ここに集まった異なるジャンルで第一線をいく3人に、共通点はあるのだろうか。三池は答えた。
「色々あるけれど、しぶとく生きていくところ。ふたりはスケールがちがう。團十郎さんは、宿命として歌舞伎を背負って生まれてきた。僕の場合は映画があったから生きることができた感覚。けれども、それぞれにやるべきことがあり、役割がある。自分の持ち場でやるべきことをやる。やり続け、貫いていくところですね」。
■新團十郎の襲名披露興行、歌舞伎座から
十三代目市川團十郎白猿となり2日目。娘の市川ぼたんとカフェにいたところ「海老蔵さんですか?」と声をかけられたという。「海老蔵じゃないです、團十郎です、とお答えしました。横で娘は爆笑していました」とエピソードを明かし、記者たちの間にも笑いが起きていた。
10月31日、11月1日の特別公演を終えて、11月7日より歌舞伎座での襲名披露興行がはじまる。
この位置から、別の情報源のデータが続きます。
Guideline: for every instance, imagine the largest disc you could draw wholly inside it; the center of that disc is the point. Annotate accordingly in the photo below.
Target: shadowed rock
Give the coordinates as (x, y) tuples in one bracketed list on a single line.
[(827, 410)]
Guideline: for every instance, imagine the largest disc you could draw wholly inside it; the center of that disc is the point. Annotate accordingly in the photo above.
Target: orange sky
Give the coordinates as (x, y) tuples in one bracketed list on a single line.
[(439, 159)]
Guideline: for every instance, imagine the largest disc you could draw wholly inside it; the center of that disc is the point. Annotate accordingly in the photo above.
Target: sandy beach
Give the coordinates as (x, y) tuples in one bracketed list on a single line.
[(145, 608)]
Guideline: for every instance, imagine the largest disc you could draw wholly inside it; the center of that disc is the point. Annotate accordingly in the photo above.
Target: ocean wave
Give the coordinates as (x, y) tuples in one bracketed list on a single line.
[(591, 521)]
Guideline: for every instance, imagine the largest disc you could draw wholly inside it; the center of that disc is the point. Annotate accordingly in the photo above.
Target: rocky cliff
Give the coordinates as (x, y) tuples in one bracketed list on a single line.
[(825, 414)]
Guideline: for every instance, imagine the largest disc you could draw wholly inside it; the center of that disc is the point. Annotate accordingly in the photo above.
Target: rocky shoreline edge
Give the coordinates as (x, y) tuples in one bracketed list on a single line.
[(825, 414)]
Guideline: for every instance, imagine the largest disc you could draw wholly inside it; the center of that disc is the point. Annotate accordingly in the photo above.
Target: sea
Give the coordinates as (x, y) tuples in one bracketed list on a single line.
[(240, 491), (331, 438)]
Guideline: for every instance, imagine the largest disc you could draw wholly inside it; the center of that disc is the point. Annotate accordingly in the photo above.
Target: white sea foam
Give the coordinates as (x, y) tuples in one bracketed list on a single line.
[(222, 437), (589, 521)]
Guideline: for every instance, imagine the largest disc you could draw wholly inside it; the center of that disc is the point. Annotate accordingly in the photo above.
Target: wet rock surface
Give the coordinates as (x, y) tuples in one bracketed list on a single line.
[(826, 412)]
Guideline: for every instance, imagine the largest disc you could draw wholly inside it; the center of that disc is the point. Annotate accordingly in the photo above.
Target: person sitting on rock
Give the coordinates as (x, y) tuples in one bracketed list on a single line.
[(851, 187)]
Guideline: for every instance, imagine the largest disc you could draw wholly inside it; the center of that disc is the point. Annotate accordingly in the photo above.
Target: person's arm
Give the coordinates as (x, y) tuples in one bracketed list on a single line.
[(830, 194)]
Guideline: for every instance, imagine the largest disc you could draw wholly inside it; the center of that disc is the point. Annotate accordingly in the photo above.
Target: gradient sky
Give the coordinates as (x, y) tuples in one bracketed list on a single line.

12月も歌舞伎座に出演し、襲名披露興行はその後も続く。
「『勧進帳』と『口上(顔寄せ手打式)』だけでも、精一杯な2日間でした。先輩方の胸をかり、歌舞伎座で多くのお客様の前でご披露できたことは私にとって、この上ない幸せ。團十郎という名跡は大変重とうございます。自分のことはさておいて、ここから1ヶ月間、そして2ヶ月間、そして2年間にわたる襲名披露興行を健康でいられるようがんばります」
この祝幕は、歌舞伎座では28日(月)までの公開。市川新之助似の『外郎売』や『矢の根』を表すアイテム、村上隆の代名詞ともいえる「フラワー」など、さまざまに読みとり楽しんでほしい。